Conditional logic based on location

user@nash:/home/user$ test "$(pwd)" = "/home/user" && echo "In home directory"
In home directory

Build paths dynamically

user@nash:/home/user$ LOGFILE="$(pwd)/output.log"
user@nash:/home/user$ echo $LOGFILE
/home/user/output.log

VFS Integration

Working with mounted directories

When navigating into mounted host directories, pwd shows the VFS mount point path:
# Start Nash with a mount
$ nash --bind ./myproject:/project

user@nash:/home/user$ cd /project
user@nash:/project$ pwd
/project
pwd returns the virtual path /project, not the host path ./myproject.

Multiple mount points

$ nash --bind ./src:/workspace/src --bind ./docs:/workspace/docs

user@nash:/home/user$ cd /workspace/src
user@nash:/workspace/src$ pwd
/workspace/src
user@nash:/workspace/src$ cd ../docs
user@nash:/workspace/docs$ pwd
/workspace/docs

Environment Variables

$PWD
string
The current working directory path. Automatically maintained by the cd command and read by pwd.

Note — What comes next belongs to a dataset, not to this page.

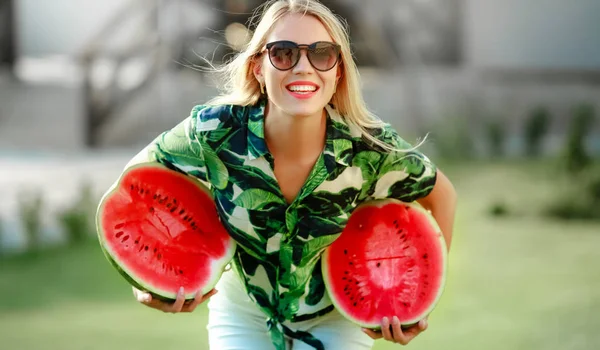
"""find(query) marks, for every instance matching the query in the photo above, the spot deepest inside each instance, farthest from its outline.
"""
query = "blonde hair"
(240, 86)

Combining with Other Commands

With cd to toggle directories

user@nash:/etc$ cd /home/user
user@nash:/home/user$ pwd
/home/user
user@nash:/home/user$ cd -
user@nash:/etc$ pwd
/etc

With mkdir to create in current location

user@nash:/home/user$ pwd
/home/user
user@nash:/home/user$ mkdir $(pwd)/newdir
user@nash:/home/user$ ls
Desktop/  Documents/  Downloads/  newdir/  welcome.txt

With find to show absolute paths

user@nash:/home/user$ cd Documents
user@nash:/home/user/Documents$ pwd
/home/user/Documents
user@nash:/home/user/Documents$ find . -name "*.txt"
./report.txt
./notes.txt

With tree to show context

user@nash:/home/user$ pwd
/home/user
user@nash:/home/user$ tree -L 1
/home/user
├── Desktop/
├── Documents/
├── Downloads/
└── welcome.txt

3 directories, 1 file

Output Format

The pwd command always outputs:
<absolute-path>\n
Where <absolute-path> is the full path starting from /.

Exit Codes

  • 0 - Always succeeds (pwd cannot fail)
  • cd - Change the current working directory
  • ls - List contents of the current directory
  • tree - Display directory tree from current location
  • find - Search for files starting from current directory

Implementation Details

The pwd command is implemented in /home/daytona/workspace/source/src/builtins/pwd.rs:8-16. Key implementation notes:
  • Reads from $PWD environment variable first
  • Falls back to internal context cwd field if $PWD is unset
  • Always returns exit code 0 (cannot fail)
  • Takes no arguments (all arguments are ignored)
  • Output always ends with a newline character

Comparison to Traditional Unix pwd

Nash’s pwd is simpler than traditional Unix pwd:
FeatureNash pwdUnix pwd
-L flag (logical)Not supported (always logical)Supported
-P flag (physical)Not supportedSupported
Symlink resolutionN/A (VFS has no symlinks)Resolves symlinks with -P
Exit codesAlways 0Can fail with non-zero
Nash’s VFS doesn’t support symbolic links, so there’s no distinction between logical and physical paths.